Однажды, желая отдохнуть, рассказчик заходит в дом свиданий, который содержит Жюпьен. Направляясь в отведенную ему комнату, он слышит странные звуки: барон де Шарлюс стонет от наслаждения под ударами хлыста. Эти крики отсылают его к собственному страданию-наслаждению ребенка, разлученного с матерью, юноши, страдающего астмой, еврея, изгнанного из светских салонов, где впоследствии ему всё же удастся завоевать положение, писателя в поисках слов… Для него все эти муки – неизбежные вехи творчества.

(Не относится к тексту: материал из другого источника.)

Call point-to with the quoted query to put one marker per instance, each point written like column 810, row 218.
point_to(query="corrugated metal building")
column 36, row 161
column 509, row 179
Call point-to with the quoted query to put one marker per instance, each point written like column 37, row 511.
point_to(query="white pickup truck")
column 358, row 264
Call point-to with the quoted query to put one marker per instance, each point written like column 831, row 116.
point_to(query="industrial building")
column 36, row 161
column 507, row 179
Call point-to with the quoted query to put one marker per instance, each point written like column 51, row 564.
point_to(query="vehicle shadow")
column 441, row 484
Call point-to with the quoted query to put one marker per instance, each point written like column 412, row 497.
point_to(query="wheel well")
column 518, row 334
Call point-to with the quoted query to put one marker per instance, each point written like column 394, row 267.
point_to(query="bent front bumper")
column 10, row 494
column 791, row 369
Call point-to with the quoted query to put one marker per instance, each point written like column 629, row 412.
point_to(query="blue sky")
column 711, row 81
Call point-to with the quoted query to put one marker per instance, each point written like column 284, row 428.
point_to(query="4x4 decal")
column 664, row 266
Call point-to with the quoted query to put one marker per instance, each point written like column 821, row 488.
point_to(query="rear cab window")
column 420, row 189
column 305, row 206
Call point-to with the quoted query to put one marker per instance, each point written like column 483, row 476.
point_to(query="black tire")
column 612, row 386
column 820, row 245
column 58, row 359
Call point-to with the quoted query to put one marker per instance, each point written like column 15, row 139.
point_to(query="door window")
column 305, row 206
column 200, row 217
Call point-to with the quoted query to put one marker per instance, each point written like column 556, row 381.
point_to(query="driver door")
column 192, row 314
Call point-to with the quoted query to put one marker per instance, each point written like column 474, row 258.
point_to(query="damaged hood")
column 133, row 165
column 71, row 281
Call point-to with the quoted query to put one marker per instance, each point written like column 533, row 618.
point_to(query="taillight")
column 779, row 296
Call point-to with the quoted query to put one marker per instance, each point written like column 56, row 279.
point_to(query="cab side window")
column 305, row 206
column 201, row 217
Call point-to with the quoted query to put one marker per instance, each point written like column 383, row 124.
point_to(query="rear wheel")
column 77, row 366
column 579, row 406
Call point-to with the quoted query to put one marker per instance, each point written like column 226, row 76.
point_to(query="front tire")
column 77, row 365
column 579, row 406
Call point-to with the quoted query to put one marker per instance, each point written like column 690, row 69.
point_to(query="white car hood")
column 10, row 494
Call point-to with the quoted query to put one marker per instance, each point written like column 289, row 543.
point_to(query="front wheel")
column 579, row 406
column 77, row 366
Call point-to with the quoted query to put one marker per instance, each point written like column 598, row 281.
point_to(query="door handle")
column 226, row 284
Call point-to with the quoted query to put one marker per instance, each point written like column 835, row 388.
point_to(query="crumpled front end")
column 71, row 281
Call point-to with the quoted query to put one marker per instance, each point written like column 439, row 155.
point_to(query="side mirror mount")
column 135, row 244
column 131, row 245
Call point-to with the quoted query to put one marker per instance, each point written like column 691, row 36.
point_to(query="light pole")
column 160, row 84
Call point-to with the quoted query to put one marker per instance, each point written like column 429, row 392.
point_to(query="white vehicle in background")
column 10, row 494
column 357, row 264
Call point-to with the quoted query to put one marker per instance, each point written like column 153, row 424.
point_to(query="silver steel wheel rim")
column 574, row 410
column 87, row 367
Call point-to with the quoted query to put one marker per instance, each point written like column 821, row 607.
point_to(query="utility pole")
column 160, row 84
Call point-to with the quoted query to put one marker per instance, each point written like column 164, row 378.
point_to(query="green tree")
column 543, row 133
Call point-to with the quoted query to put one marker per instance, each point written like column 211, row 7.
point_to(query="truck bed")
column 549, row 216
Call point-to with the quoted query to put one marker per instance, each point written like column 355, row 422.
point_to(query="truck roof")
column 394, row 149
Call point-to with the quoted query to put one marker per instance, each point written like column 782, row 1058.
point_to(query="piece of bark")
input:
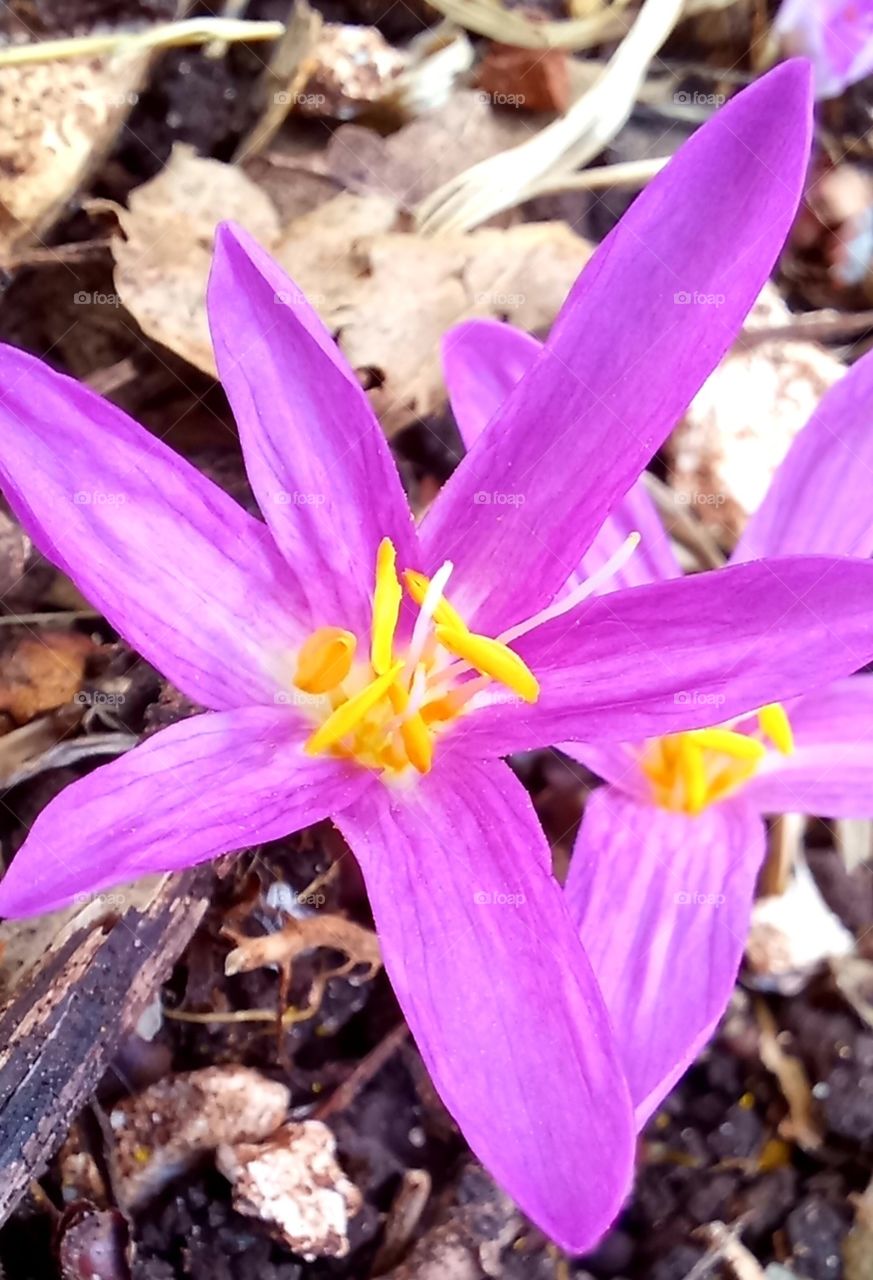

Пруста связывает нечто особое с этим персонажем – Шарлюсом. Он аристократ, олицетворяющий старую, клонящуюся к закату Францию, – одаренный, но бесплодный дилетант, слишком послушный желанию. Это своего рода наркомания, которая мешает ему писать. Одержимый болью, Шарлюс никогда не станет литератором.

В основу описанного эпизода лег реальный случай из жизни Пруста, сообщенный Селестой Альбаре, его служанкой, в одном любопытном документе. Однажды, посетив знаменитый парижский дом свиданий, который содержал некто Ле Кюзья, Марсель поведал ей, что присутствовал при флагелляции, подобной той, что описана в романе, причем увиденное не вызвало в нем никакого отвращения. Его воодушевление изрядно смутило Селесту, она внимательно слушала рассказ и чувствовала, будто ее саму отхлестали: ощущала физическую боль – Шарлюса или Пруста? – под воздействием слов. Излагая эту непристойную историю, Пруст, как и его рассказчик, предстает «утонченным монстром», чьи чувства обострены контактом с нестерпимым. Но Селеста, простая женщина, восхищается творческим процессом писателя, как нежная мать или стихийный психоаналитик, и воссоздает его в своих мемуарах: Прусту нужно увидеть страдание, самому испытать страдание, глядя на него и вспоминая о нем, и к тому же отхлестать словами свою наперсницу, чтобы только затем успокоиться и как можно точнее рассказать об этом страдании, описать его.